Troubleshooting 333

Un article de Informaticiens département des sciences de la Terre et l'atmosphère
Aller à: navigation, charcher

Troubleshooting v_3.3.3


Restart from a previous restart file

First you need to copy the restart file(s) from which you want to continue (previous month) in the execution directory:

  ~/MODEL_EXEC_RUN/${TRUE_HOST}

Then 'gunzip ....ca.gz' and afterwards unarchive ('cmcarc -x -f ....ca') your restart file(s).

If you only want to rerun one or a few months in the middle of a simulation I suggest you create a new directory and copy the original config files in it.
Then you should set 'CLIMAT_enddate' to the date until which you want to rerun. But NEVER change 'CLIMAT_startdate'.
You can do this while the original simulation is still running.

Restart using Chunk_lance

Go into the directory with your (new) config files.
Copy the command to restart the current month from the backup file:

  cp last_continue_with_next_job continue_with_next_job

Make sure the last line in your file 'chunk_job.log' looks line this:

... continue_with_next_job $exp starting at ...

Remove all lines below the above one.
And be careful NOT to have a blank line at the end of the file!

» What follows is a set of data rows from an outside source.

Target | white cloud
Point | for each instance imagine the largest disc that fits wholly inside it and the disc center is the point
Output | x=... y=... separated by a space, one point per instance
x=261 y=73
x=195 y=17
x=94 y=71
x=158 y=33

Then restart your simulation with:

  Chunk_lance

Restart from another simulation

Restart the post processing

It sometimes happens that you do not get all the model output in your archive.
If you are missing output for one month it is best to have a look at the listings for that month which are mostly still in ~/listings/${TRUE_HOST}.

Click here for a flowchart of the listings.

Once you found out which job stopped, crashed or never got submitted you can usually find the submission command in the listing of the previous job.

And if the job still exsist you can submit it again.